Our efforts revealed that two of Herbert’s brothers were killed during the First World War. His oldest brother, William Thomas, died in France in 1916. Another brother, Charles Henry, died in Egypt on 19 September 1918, less than two months before the Armistice. Their names appear on the War Memorial in the Oxfordshire village of Sutton Courtenay.
On Roy’s mother’s side her siblings tended to have quite large families themselves – her oldest brother had seven children – whereas Roy’s father’s siblings had relatively few children.
The Personal Representative is Roy’s 70-year-old paternal first cousin, Thomas “Tony” Hilsdon. He last saw Roy at the funeral of his own father – Roy’s uncle – 15 years ago.
When Title Research first made contact, Tony was suspicious. “I just couldn’t believe it. I thought it was a scam,” he says. But he remembered Roy and so, when he thought about it, he knew the story was plausible.

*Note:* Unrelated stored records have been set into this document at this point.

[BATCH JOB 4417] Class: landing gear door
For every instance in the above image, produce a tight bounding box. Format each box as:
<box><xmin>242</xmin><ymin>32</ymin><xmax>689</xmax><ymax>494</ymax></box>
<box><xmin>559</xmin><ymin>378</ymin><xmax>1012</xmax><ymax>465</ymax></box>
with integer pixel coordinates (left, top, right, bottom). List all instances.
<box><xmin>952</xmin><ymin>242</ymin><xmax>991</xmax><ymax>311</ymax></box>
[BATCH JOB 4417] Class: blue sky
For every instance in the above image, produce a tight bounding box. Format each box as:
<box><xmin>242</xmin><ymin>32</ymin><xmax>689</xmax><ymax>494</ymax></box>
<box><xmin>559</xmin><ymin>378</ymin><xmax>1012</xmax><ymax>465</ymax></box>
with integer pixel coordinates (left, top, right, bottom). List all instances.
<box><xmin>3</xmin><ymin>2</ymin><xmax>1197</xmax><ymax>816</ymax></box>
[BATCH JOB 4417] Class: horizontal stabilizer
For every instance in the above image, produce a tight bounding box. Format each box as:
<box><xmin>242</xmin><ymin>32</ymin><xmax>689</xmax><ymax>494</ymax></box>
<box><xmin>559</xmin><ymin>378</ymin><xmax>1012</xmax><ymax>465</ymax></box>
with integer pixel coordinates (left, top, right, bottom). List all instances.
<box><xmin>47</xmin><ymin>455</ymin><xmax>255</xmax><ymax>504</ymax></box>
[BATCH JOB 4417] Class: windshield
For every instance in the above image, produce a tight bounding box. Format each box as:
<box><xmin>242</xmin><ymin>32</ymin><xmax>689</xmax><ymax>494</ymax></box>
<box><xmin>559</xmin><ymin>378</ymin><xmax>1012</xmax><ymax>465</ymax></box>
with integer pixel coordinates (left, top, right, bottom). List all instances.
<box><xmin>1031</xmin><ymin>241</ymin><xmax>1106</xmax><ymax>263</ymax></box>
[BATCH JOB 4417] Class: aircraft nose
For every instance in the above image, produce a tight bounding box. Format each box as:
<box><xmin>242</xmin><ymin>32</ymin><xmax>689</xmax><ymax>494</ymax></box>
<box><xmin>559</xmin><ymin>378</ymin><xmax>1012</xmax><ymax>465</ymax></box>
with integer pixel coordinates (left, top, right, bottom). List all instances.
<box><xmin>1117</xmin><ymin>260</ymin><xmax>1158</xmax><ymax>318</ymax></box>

Since then, he has made contact with cousins living in Oxfordshire and has met up with several of them. He knew of the existence of some of the relatives but didn’t know who was still alive. “It feels good to know they’re still around,” he says.
Roy’s and Tony’s first cousins, Peter Justice and Jack Rodgers, both of whom at one time worked at the Morris Motors factory in Cowley near Oxford, were close to Roy, as was Jack’s brother Sid.
Jack, who is in his 80s, says he and his late wife used to visit Roy once a month until a few years before he died.
Jack reminisces about how close the Hilsdon family was when his grandparents, parents and aunts and uncles were alive: “We used to get together at Christmas time when I was young. We met at the old family homestead in Cowley Road, where my grandfather used to live.”
Peter says Roy was a keen coin and stamp collector; “a good person”, always happy and who enjoyed a beer. Roy was particularly close to his Aunt Ivy, Peter’s mother, and would visit her often until she died ten years ago, says Peter. They then drifted apart, but always exchanged Christmas cards.
The surviving cousins have renewed their family ties in the wake of Roy’s death. “Tony is glad to know he will receive a share of Roy’s estate, although the feeling is bitter-sweet.
“It’s something you didn’t expect. But it’s sad too.” The money is welcome,” he says. “My wife is disabled and we’re both retired, so it’ll come in very useful.”